Glass House Brands Sees Opportunities as Legal Cannabis Farming Space Shrinks in California
LOS ANGELES–During Glass House Brands’ recent earnings call, CEO Kyle Kazan revealed that the legal cannabis farming space in California is expected to significantly shrink this year, presenting an opportunity for the company to capture more market share. Kazan stated that from June 2022 to the end of April, licensed cultivation capacity in California decreased by over 16 million square feet of canopy, representing a 21% reduction in acreage under cultivation. Additionally, 523 cultivation licenses are up for renewal in May, with another 1,075 up for renewal in June, meaning that one in four active licenses in California will be up for renewal in the next 60 days.

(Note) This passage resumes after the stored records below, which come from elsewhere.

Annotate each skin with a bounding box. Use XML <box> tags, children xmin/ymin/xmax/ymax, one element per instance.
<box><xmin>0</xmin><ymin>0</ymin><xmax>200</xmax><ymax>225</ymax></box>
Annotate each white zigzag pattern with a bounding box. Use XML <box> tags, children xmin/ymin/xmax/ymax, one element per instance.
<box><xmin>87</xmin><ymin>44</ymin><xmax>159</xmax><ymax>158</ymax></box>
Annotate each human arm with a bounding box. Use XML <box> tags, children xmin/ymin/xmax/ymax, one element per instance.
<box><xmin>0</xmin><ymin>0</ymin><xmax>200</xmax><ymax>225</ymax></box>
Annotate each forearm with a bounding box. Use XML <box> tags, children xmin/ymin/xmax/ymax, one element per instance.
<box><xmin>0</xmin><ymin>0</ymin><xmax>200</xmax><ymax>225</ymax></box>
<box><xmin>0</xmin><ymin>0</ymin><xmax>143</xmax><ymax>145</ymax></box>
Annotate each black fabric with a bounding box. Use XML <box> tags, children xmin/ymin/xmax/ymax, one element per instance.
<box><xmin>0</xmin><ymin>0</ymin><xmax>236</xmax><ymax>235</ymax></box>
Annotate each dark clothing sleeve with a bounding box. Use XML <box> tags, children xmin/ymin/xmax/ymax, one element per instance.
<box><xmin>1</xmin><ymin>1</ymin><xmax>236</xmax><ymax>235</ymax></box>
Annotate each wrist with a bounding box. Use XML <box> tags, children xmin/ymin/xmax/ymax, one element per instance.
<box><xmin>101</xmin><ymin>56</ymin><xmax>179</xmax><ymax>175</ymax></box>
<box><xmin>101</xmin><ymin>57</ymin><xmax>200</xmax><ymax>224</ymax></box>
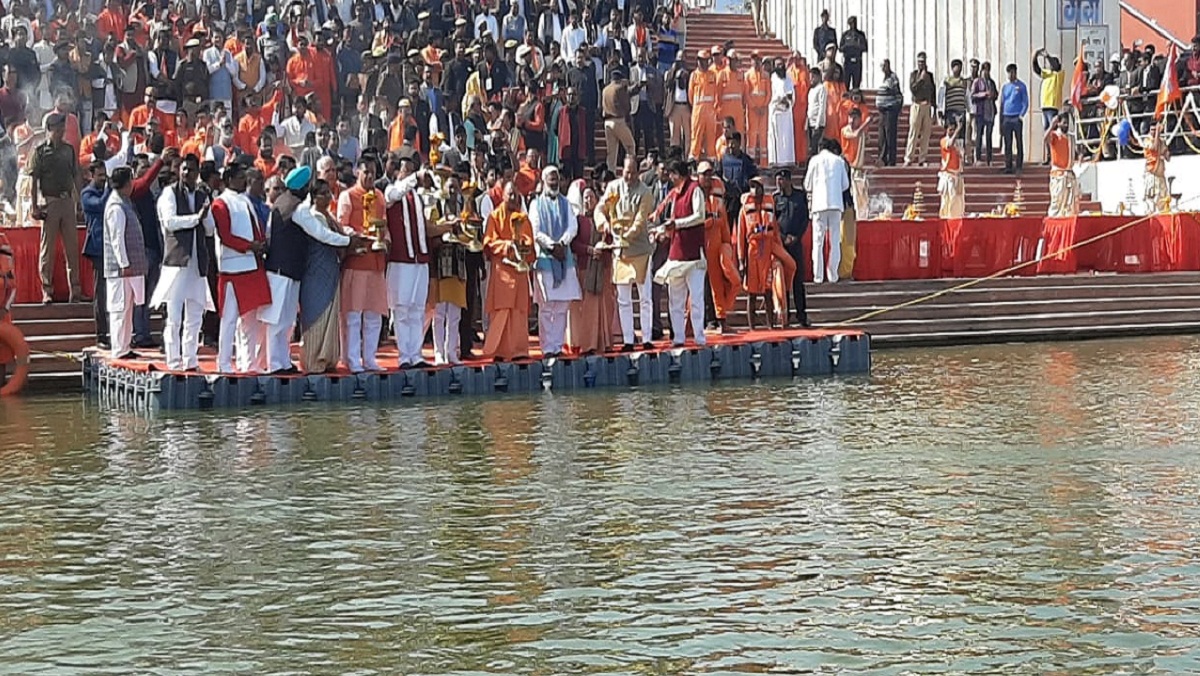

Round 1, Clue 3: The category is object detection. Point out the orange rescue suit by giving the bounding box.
[703,180,742,320]
[689,66,720,160]
[745,66,771,164]
[716,64,747,134]
[736,193,796,299]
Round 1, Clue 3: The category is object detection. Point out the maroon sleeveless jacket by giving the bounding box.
[386,191,431,265]
[668,180,705,262]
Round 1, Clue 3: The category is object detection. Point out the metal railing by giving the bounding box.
[1073,84,1200,158]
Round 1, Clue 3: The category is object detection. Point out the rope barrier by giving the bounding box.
[832,194,1200,328]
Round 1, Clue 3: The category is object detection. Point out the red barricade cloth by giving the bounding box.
[5,227,95,304]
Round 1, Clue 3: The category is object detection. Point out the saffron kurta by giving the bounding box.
[482,204,536,360]
[336,184,390,315]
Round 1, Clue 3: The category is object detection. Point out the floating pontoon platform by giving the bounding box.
[81,328,871,412]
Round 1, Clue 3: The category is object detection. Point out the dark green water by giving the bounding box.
[3,337,1200,674]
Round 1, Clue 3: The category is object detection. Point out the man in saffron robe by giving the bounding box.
[212,161,271,374]
[482,180,535,361]
[529,165,581,358]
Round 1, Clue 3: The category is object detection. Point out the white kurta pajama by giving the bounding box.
[529,191,582,356]
[103,195,146,358]
[385,175,431,367]
[260,201,352,371]
[151,188,216,370]
[768,72,796,166]
[214,190,268,374]
[804,150,850,284]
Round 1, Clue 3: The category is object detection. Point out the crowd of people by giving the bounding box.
[0,0,868,374]
[7,0,1188,376]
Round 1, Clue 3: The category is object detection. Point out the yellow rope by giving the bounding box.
[833,199,1200,328]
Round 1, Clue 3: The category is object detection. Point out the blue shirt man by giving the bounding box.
[999,64,1028,174]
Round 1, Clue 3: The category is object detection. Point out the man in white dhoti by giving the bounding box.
[768,57,796,166]
[1144,122,1170,214]
[529,165,582,358]
[102,167,147,359]
[937,119,966,219]
[1044,113,1079,218]
[804,138,849,283]
[151,154,215,371]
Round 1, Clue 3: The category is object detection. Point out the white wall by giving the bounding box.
[1087,155,1200,215]
[761,0,1122,162]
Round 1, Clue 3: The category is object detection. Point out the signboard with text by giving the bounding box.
[1059,0,1103,29]
[1079,25,1110,69]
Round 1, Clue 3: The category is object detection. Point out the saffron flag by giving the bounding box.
[1069,44,1088,110]
[1156,44,1182,119]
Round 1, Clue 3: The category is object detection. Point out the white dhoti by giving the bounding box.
[1145,172,1169,213]
[152,260,215,370]
[937,170,965,219]
[533,267,581,355]
[260,272,301,372]
[106,275,145,357]
[1047,170,1080,218]
[851,167,870,221]
[768,107,796,166]
[387,262,430,365]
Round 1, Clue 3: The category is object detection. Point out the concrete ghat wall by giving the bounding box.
[82,336,872,412]
[759,0,1122,162]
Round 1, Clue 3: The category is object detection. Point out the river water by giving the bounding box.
[2,337,1200,674]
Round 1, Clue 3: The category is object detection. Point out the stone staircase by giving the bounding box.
[8,302,92,394]
[681,11,1103,216]
[772,272,1200,347]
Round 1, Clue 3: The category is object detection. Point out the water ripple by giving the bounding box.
[2,337,1200,673]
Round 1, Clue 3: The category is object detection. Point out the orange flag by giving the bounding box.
[1156,44,1182,119]
[1069,44,1088,110]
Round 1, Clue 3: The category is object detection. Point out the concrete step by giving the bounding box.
[870,320,1200,348]
[25,333,96,352]
[842,307,1200,336]
[805,271,1200,293]
[805,296,1200,323]
[10,302,94,321]
[21,371,83,394]
[28,352,80,375]
[805,282,1200,306]
[14,318,97,337]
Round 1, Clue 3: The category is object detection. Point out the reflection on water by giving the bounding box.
[3,337,1200,674]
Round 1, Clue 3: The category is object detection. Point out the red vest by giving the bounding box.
[668,181,705,262]
[386,192,431,264]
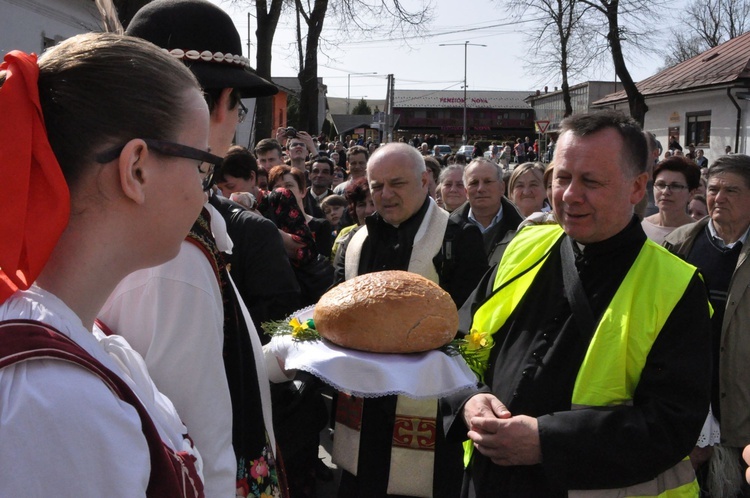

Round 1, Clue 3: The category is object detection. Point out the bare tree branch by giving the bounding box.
[662,31,705,68]
[663,0,750,66]
[576,0,666,125]
[499,0,596,116]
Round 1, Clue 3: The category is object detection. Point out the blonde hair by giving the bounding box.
[509,162,545,194]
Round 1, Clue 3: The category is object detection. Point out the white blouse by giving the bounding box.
[0,285,202,497]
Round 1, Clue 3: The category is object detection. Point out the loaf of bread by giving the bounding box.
[313,270,458,353]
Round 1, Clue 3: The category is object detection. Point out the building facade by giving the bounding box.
[1,0,99,55]
[593,32,750,163]
[391,89,534,147]
[525,82,622,135]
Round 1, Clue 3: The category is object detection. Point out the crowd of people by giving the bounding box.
[2,0,750,497]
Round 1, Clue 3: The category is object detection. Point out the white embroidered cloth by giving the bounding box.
[267,307,477,399]
[696,405,721,448]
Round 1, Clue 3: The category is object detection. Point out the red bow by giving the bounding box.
[0,51,70,303]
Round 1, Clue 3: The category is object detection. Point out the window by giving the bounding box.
[686,111,711,147]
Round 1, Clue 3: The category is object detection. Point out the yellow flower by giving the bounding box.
[289,317,308,338]
[465,329,491,351]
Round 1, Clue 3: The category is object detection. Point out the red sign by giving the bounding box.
[535,120,550,133]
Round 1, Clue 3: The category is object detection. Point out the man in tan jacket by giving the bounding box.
[665,153,750,495]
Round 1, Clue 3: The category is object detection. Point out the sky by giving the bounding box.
[210,0,684,102]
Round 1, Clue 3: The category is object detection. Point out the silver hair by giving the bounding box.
[464,158,503,184]
[439,164,464,184]
[708,154,750,188]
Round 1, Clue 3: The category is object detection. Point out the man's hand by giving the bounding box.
[743,445,750,484]
[462,393,511,427]
[464,394,542,466]
[275,127,287,146]
[296,130,317,155]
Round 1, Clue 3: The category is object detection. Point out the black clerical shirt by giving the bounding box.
[359,196,430,274]
[445,217,712,497]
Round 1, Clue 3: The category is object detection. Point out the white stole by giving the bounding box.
[335,197,449,497]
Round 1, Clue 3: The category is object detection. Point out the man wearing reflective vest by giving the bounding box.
[443,110,712,497]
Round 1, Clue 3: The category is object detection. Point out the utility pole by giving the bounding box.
[247,12,257,62]
[439,41,486,145]
[385,74,395,143]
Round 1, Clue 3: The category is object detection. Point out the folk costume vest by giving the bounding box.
[337,198,448,497]
[0,320,204,498]
[185,208,285,498]
[470,224,699,498]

Kazan highlighted that the current provisional licenses for cultivation spaces larger than 22,000 square feet are being phased out. If these businesses are unable to obtain full annual licensure, they will be excluded from the legal market as their provisional permits will no longer be renewed by regulators. Only a small percentage of farms in Monterey County (about 10%) and Mendocino County (1.5%) have successfully converted to annual licenses, indicating the challenges faced by cultivators in the licensing process.
Glass House CFO Mark Vendetti added that brand contraction is also occurring simultaneously in the industry. He noted a reduction of 171 brands with revenue of at least $10,000 in Q1 2023 compared to Q3 2022, representing a 15% decline. Non-vertically-integrated companies are facing challenges with retailers who are not paying, leading to cost pressures and difficulties in collecting incoming cash. Vendetti emphasized that Glass House’s vertical integration has become a significant advantage in this environment.

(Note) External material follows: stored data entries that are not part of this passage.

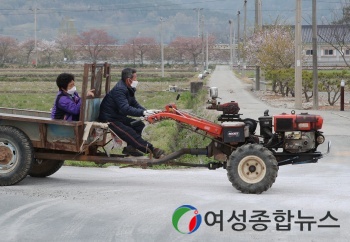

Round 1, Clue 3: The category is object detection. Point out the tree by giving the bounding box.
[164,45,177,64]
[318,10,350,68]
[318,71,349,106]
[37,40,59,66]
[265,69,280,93]
[302,71,313,102]
[244,25,295,70]
[127,37,158,65]
[168,38,187,64]
[329,0,350,25]
[0,36,17,65]
[56,33,77,62]
[265,69,295,97]
[18,39,35,65]
[118,44,134,64]
[147,43,161,64]
[76,29,116,62]
[169,37,203,66]
[277,69,294,97]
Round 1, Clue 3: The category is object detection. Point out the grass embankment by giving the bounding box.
[0,65,213,168]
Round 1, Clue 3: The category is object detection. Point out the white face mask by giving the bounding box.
[67,86,76,95]
[131,80,138,88]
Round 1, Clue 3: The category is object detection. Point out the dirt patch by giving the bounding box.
[251,89,350,111]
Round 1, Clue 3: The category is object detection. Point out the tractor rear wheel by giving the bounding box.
[227,144,278,194]
[29,159,64,178]
[0,126,33,186]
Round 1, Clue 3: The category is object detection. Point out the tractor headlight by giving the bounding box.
[316,135,325,144]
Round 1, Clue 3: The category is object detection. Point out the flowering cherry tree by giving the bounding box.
[18,39,35,65]
[244,25,295,70]
[37,40,59,66]
[56,33,77,62]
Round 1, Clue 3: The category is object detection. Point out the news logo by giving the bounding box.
[172,205,202,234]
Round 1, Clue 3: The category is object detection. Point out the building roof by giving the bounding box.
[302,25,350,44]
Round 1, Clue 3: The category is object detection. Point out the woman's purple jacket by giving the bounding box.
[51,90,81,121]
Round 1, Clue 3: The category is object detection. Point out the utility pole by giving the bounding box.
[206,32,209,71]
[295,0,303,109]
[229,20,233,68]
[132,39,135,67]
[233,28,236,66]
[30,2,38,67]
[160,17,164,77]
[29,0,39,67]
[255,0,262,28]
[255,0,262,91]
[34,7,37,67]
[237,11,241,63]
[312,0,319,109]
[201,13,205,73]
[244,0,247,42]
[193,8,203,37]
[243,0,247,76]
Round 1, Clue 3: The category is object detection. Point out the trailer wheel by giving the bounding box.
[227,144,278,194]
[0,126,33,186]
[29,159,64,178]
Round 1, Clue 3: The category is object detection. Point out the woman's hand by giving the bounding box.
[87,89,95,97]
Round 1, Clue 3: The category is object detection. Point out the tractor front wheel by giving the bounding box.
[227,144,278,194]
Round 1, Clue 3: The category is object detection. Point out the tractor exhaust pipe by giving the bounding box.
[148,148,208,166]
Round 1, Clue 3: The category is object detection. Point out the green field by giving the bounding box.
[0,66,198,110]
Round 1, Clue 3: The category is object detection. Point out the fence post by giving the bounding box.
[340,80,345,111]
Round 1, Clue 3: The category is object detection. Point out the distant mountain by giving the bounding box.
[0,0,343,44]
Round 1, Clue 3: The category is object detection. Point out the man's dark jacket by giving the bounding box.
[98,79,145,122]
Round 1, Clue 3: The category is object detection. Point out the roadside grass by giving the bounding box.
[142,88,214,168]
[64,160,112,167]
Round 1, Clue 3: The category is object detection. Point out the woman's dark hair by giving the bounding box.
[56,73,75,90]
[121,68,136,82]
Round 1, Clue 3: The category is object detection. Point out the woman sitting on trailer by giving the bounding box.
[51,73,94,121]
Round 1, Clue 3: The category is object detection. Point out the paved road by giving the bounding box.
[1,65,349,242]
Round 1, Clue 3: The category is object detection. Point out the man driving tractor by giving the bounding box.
[98,68,165,159]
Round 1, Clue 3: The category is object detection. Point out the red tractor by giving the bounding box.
[144,87,329,194]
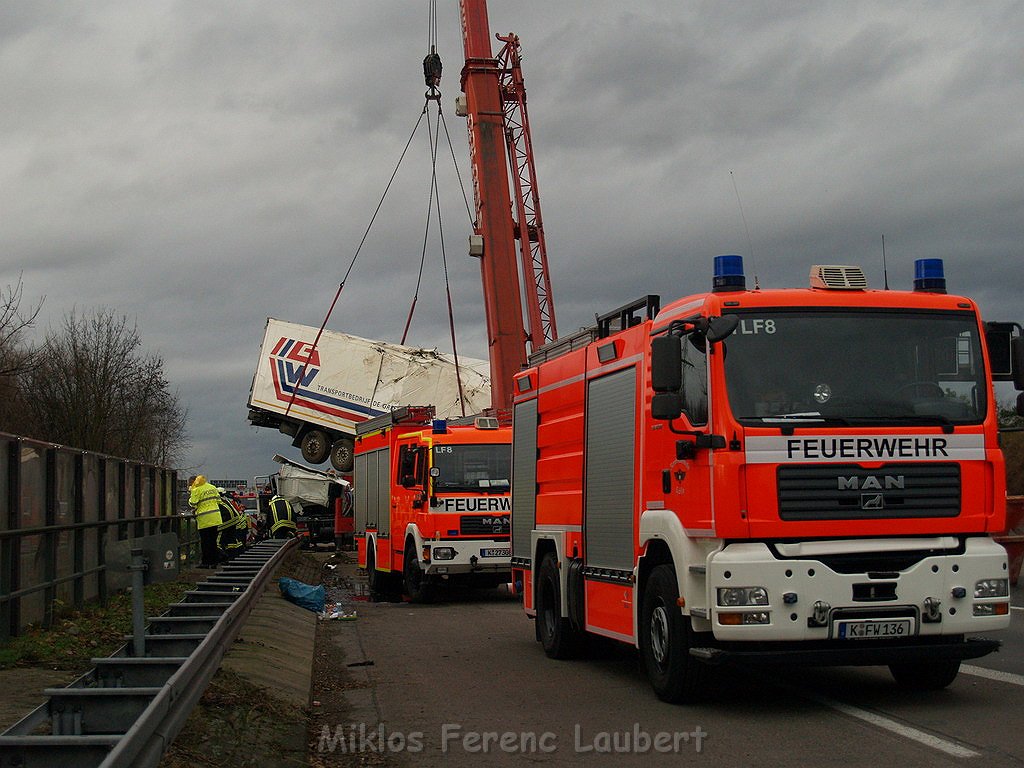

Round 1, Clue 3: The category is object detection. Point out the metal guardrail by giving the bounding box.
[0,537,297,768]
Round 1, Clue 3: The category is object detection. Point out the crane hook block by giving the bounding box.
[423,51,443,90]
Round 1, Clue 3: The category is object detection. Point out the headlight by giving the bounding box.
[717,587,769,607]
[433,547,457,561]
[974,579,1009,599]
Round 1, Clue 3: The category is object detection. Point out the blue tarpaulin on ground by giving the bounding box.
[278,577,326,612]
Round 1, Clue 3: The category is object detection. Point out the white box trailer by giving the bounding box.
[247,318,491,472]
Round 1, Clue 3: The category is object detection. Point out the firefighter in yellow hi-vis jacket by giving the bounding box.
[188,475,222,568]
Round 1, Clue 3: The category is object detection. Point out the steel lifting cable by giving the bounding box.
[285,0,477,418]
[282,106,428,418]
[400,103,470,413]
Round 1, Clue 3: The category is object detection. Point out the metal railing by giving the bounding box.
[0,433,192,640]
[0,538,297,768]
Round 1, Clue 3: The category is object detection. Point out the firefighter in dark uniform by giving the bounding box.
[215,494,245,559]
[267,493,297,539]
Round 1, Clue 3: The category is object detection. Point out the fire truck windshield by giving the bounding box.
[722,309,987,425]
[432,444,511,492]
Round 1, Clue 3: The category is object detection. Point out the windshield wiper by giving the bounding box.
[761,412,825,422]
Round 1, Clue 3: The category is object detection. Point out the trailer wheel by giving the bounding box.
[300,429,330,464]
[404,541,434,603]
[330,437,355,473]
[888,659,961,690]
[536,553,583,659]
[640,564,707,703]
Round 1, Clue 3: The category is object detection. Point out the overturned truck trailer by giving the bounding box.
[248,318,491,472]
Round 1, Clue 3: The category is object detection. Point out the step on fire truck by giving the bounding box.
[511,255,1022,702]
[355,406,512,601]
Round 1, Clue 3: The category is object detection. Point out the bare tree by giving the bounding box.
[0,276,43,434]
[24,309,189,466]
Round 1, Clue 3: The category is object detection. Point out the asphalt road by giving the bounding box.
[316,569,1024,767]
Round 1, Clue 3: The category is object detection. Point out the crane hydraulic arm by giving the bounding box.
[458,0,555,411]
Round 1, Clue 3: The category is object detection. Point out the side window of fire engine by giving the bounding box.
[681,335,708,426]
[397,445,425,488]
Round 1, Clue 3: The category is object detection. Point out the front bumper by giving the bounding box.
[690,636,1000,666]
[422,538,511,576]
[702,536,1010,641]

Glass House President Graham Farrar highlighted the ongoing contraction of the market, which is happening on a weekly basis. He revealed that in the first two weeks of May alone, 107 licenses have already lapsed, indicating cultivators who have chosen not to renew their grow permits. This translates to approximately 1 million square feet of supply that is no longer active in the market. The trend of market contraction continues as the industry evolves.